Kirche/Kloster

Christuskirche

Adolph-Kolping-Straße, 03042 Cottbus

Highlights

  • Die Christuskirche in Cottbus wurde im 13. Jahrhundert als erste gemauerte Kirche der Stadt erwähnt und gehörte zum Bistum Meißen.
  • 1946 gründete Pfarrer Broß zwölf neue Seelsorgsstellen nach dem Zuzug katholischer Christen in Cottbus.
  • Die Kirche bietet rollstuhlgerechten Zugang, Parkplätze und barrierefreie Toiletten.

Tipps

  • Der rollstuhlgerechte Zugang ermöglicht einen ungehinderten Eintritt in den Kirchenraum ohne Stufen.
  • Ein barrierefreier Parkplatz steht in unmittelbarer Nähe der Kirche für Besucher mit Mobilitätseinschränkungen bereit.
  • Barrierefreie Toiletten sind im Gebäude vorhanden und bieten ausreichend Platz für alle Besucher.

Eigenschaften

Entspannt Kulturell Ganzjährig

Christuskirche Cottbus – Sakrale Kultur erleben

Die Christuskirche in Cottbus ist ein bedeutendes sakrales Bauwerk und ein zentraler Ort für die katholische Gemeinde in der Stadt. Die Kirche gehört zur Tradition der katholischen Kirche und bietet mit ihrem modernen und zugleich würdevollen Erscheinungsbild einen Ort der Andacht, des Gebets und der Gemeinschaft. Besonders hervorzuheben ist die barrierefreie Gestaltung: Der Zugang ist rollstuhlgerecht, ebenso wie der angrenzende Parkplatz und die Toilettenanlagen, was die Kirche für alle Besucher zugänglich macht.

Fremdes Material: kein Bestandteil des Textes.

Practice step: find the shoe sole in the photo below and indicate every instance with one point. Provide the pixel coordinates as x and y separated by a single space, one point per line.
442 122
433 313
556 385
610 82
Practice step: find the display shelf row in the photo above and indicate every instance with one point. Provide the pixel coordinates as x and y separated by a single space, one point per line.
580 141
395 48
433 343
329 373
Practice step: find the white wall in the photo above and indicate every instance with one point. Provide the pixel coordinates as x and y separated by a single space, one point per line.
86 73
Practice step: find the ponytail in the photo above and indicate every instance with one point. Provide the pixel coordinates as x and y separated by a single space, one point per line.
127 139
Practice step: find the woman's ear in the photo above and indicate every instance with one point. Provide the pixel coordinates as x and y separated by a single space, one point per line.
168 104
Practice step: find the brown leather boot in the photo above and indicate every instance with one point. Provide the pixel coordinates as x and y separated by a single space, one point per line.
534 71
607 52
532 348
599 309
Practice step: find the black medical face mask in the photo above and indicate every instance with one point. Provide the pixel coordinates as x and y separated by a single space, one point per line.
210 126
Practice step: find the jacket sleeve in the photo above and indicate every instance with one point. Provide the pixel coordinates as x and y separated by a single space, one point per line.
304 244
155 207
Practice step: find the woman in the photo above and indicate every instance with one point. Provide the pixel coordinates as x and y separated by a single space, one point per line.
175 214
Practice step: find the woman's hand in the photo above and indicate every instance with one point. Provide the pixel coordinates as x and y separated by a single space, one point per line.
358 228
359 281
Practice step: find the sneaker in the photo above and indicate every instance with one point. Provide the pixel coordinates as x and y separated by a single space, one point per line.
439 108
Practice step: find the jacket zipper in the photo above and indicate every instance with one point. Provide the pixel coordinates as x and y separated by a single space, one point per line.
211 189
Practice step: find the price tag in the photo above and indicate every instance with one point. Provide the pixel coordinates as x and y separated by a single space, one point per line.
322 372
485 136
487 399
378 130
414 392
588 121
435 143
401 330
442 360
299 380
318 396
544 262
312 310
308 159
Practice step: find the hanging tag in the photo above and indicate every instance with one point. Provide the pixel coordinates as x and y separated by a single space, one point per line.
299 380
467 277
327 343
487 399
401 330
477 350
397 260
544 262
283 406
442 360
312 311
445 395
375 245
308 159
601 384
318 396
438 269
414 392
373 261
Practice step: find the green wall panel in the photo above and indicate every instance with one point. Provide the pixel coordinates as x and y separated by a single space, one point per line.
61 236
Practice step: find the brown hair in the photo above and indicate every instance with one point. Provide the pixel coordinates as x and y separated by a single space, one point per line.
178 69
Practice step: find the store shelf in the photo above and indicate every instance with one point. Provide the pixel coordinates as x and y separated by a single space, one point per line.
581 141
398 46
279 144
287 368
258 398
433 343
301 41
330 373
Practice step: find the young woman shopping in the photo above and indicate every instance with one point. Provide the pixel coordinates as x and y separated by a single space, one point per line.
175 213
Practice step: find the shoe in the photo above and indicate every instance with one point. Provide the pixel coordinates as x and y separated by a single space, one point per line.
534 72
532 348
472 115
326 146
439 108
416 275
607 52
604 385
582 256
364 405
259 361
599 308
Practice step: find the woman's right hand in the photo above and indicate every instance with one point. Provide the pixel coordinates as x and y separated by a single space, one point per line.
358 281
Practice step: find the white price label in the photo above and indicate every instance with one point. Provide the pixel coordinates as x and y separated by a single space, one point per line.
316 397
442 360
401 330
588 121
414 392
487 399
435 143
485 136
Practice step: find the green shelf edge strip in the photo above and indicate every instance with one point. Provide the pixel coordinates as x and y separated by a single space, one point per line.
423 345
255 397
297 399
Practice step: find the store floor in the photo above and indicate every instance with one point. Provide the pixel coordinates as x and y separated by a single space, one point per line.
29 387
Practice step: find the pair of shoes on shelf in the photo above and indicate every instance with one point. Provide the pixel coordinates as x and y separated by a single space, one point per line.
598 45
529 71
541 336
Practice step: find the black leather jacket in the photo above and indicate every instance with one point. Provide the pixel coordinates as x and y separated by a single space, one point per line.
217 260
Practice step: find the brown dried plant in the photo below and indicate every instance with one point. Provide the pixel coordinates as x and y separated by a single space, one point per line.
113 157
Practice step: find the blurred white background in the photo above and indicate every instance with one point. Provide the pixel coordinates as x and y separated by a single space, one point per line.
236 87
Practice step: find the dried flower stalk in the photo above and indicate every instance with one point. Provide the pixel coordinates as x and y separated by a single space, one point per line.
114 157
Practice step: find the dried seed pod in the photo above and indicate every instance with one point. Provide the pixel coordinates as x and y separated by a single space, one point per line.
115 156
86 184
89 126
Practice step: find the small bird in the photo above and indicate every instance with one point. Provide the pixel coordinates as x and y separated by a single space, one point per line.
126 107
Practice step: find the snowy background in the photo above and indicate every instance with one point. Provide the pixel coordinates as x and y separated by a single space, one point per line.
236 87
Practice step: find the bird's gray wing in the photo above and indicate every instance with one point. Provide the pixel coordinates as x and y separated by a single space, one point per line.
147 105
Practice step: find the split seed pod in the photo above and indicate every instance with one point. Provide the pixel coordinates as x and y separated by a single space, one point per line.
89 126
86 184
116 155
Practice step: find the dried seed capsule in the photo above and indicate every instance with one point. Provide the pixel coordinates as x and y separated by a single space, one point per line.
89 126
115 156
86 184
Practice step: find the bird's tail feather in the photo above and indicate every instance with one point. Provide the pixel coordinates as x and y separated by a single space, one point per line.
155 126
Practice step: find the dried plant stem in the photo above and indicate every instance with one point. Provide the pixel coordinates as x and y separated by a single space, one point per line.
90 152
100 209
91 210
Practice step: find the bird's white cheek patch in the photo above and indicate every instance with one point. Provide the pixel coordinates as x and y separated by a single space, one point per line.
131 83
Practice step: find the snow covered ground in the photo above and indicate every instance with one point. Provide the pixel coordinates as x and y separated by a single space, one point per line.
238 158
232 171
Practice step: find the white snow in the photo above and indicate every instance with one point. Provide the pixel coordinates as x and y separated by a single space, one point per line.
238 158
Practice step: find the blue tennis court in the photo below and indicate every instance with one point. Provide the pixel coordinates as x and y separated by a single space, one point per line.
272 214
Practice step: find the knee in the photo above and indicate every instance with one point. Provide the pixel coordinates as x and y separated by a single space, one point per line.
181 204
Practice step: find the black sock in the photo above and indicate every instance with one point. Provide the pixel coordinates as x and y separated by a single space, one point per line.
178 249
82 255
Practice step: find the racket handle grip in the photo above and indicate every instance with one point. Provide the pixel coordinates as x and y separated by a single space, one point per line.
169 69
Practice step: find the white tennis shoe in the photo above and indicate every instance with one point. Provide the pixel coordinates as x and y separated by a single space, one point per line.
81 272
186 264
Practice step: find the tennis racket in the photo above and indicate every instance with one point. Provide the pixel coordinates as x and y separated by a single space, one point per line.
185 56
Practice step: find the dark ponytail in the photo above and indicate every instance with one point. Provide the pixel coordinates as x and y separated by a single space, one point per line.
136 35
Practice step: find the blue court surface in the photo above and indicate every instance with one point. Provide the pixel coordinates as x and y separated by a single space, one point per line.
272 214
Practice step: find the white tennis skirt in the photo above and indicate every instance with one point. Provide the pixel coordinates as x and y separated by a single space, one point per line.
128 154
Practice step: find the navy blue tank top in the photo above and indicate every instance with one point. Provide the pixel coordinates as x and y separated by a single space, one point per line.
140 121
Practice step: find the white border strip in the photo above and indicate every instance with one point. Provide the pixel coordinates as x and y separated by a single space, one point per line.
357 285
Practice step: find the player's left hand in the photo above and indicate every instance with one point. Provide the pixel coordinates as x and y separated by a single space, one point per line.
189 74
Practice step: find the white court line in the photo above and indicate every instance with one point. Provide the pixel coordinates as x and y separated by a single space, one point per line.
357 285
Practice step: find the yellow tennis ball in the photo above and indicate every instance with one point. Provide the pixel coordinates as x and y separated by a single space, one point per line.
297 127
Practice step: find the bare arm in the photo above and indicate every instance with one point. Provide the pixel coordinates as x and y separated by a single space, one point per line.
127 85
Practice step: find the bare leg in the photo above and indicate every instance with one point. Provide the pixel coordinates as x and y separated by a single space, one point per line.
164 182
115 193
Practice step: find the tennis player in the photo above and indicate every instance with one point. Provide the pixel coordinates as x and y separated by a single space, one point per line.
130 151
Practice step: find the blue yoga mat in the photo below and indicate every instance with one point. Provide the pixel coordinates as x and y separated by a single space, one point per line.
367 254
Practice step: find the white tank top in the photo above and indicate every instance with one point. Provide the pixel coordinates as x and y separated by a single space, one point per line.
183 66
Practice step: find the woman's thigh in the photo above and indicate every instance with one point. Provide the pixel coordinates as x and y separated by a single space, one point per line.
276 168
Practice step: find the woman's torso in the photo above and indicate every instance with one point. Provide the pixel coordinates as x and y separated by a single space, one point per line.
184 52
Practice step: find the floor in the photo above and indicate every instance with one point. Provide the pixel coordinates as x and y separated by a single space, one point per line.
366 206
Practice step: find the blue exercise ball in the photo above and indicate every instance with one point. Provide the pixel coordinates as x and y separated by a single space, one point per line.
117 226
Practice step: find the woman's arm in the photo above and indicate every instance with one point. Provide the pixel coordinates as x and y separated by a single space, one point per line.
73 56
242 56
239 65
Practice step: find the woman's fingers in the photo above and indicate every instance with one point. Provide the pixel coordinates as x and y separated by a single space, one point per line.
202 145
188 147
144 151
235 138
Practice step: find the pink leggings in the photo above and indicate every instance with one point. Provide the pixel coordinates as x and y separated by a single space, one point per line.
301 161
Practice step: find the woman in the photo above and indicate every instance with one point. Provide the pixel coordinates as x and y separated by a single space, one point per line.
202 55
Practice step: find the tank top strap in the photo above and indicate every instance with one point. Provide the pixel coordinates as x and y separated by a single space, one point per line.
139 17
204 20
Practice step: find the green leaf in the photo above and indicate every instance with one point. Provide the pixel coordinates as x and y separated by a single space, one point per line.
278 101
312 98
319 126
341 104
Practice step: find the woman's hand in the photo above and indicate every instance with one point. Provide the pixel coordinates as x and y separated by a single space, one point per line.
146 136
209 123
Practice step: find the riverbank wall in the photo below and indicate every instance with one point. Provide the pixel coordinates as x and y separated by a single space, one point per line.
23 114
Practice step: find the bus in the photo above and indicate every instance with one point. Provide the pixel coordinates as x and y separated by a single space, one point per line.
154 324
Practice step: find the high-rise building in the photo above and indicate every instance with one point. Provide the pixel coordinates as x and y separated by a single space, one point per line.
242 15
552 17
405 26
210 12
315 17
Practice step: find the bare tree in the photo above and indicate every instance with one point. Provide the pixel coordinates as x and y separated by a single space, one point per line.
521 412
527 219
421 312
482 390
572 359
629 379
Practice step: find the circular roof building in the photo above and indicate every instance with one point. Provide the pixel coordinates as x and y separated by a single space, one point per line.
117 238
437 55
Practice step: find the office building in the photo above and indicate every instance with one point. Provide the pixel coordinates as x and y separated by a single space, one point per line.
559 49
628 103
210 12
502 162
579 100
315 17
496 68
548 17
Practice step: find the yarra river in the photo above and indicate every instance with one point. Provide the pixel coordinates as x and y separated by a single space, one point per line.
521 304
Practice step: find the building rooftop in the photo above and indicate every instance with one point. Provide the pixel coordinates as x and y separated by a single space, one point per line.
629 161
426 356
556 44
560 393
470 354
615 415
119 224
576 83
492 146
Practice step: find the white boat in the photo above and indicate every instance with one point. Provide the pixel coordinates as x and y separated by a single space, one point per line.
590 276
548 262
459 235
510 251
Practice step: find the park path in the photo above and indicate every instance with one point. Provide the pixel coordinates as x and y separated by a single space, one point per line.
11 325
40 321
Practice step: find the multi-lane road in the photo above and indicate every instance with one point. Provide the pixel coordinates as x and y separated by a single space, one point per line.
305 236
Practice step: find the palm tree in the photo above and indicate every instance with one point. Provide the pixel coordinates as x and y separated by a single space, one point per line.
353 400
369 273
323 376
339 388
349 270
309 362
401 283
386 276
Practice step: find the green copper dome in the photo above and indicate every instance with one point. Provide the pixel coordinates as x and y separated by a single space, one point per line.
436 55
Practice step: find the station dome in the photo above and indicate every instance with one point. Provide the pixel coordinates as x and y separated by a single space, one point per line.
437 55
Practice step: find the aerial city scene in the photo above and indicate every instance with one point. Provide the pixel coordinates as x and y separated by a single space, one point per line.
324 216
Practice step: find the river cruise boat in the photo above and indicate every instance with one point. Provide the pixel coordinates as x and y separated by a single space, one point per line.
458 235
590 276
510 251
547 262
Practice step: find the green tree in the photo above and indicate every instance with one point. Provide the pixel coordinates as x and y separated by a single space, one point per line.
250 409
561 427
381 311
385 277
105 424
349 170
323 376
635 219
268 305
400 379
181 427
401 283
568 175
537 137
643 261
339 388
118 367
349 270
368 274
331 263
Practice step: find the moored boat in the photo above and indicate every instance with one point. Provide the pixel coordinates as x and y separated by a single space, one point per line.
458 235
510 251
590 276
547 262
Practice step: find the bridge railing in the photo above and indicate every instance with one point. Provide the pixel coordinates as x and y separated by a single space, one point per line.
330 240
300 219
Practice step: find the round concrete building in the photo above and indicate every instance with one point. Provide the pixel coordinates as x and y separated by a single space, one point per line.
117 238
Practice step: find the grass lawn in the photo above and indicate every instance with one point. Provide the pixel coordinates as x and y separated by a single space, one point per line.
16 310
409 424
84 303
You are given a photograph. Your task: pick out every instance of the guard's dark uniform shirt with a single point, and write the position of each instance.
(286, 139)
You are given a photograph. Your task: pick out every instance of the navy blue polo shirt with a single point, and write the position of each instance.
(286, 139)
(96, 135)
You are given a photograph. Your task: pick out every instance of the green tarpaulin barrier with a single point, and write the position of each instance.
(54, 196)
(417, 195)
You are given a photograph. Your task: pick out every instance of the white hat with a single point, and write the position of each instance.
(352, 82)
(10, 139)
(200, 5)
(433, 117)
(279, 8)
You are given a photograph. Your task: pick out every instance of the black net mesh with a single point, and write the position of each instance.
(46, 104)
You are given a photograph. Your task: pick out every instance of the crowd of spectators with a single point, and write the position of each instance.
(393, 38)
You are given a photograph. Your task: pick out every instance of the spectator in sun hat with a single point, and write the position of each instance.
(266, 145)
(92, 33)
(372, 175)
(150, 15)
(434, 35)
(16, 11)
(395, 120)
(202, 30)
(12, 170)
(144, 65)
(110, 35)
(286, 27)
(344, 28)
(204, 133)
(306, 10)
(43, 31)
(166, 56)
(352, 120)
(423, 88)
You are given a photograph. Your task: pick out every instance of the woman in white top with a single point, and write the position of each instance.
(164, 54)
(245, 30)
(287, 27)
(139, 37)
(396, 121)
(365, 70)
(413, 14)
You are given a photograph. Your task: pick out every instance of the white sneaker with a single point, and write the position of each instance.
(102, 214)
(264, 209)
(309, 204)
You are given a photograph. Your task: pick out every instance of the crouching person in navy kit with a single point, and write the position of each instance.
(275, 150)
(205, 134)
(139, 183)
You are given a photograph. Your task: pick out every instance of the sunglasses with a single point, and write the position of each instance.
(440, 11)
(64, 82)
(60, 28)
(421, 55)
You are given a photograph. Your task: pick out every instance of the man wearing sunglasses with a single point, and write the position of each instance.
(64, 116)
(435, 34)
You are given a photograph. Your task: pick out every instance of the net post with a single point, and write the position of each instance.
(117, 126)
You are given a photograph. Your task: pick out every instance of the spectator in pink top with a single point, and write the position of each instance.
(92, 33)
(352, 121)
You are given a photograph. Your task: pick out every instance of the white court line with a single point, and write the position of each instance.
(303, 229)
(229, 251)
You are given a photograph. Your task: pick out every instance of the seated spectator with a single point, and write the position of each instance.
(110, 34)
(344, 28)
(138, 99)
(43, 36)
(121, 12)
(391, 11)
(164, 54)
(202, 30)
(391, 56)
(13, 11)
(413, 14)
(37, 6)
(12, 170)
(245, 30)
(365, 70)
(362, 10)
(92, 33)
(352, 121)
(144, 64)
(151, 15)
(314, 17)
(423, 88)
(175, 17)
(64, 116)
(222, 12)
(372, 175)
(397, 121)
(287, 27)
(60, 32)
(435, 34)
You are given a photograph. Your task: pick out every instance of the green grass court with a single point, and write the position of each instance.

Die Geschichte der Christuskirche ist eng mit der Entwicklung der katholischen Kirche in Cottbus verbunden. Bereits im 13. Jahrhundert gab es in der Region eine gemauerte Kirche, die dem Bistum Meißen unterstand. Im Laufe der Jahrhunderte blieb die katholische Präsenz in Cottbus trotz wechselnder politischer und konfessioneller Rahmenbedingungen erhalten. Im 18. Jahrhundert durften Katholiken an zwei Sonntagen im Jahr in evangelischen Kirchen die Heilige Messe feiern – ein Zeichen der religiösen Vielfalt in der Region. Diese Tradition spiegelt sich auch in der heutigen Offenheit der Christuskirche wider, die Menschen aller Konfessionen willkommen heißt.

Nach dem Zweiten Weltkrieg erlebte die katholische Gemeinde in Cottbus einen deutlichen Aufschwung. 1946 richtete Pfarrer Broß zwölf neue Seelsorgsstellen ein, um den wachsenden Bedarf an spiritueller Betreuung zu decken. Die Christuskirche wurde zu einem wichtigen Zentrum dieser Entwicklung und bietet seitdem nicht nur Gottesdienste, sondern auch pastorale Angebote wie Beichtgelegenheiten, Sakramente und Gemeinschaftsveranstaltungen. Die Kirche steht dabei im Dialog mit anderen christlichen Gemeinden in der Umgebung, etwa mit evangelischen Kirchen in Cottbus, und fördert so den interkonfessionellen Austausch.

Mit einer Google-Bewertung von 4,8 von 5 Sternen (basierend auf 21 Bewertungen) gilt die Christuskirche als ein Ort der Wertschätzung und des Respekts. Besucher schätzen nicht nur die architektonische Gestaltung und die ruhige Atmosphäre, sondern auch die herzliche Aufnahme durch die Gemeinde. Die Kirche lädt dazu ein, innezuhalten, sich zu versammeln und gemeinsam den Glauben zu leben – sei es in stiller Andacht oder in feierlichen Gottesdiensten.

Die Christuskirche ist somit mehr als nur ein Gebäude: Sie ist ein lebendiger Ort des Glaubens, der Geschichte und der Gemeinschaft in Cottbus. Ob als Pilgerstätte, Ort der Trauer oder der Freude – sie bietet Raum für alle, die nach spiritueller Orientierung und menschlicher Verbundenheit suchen.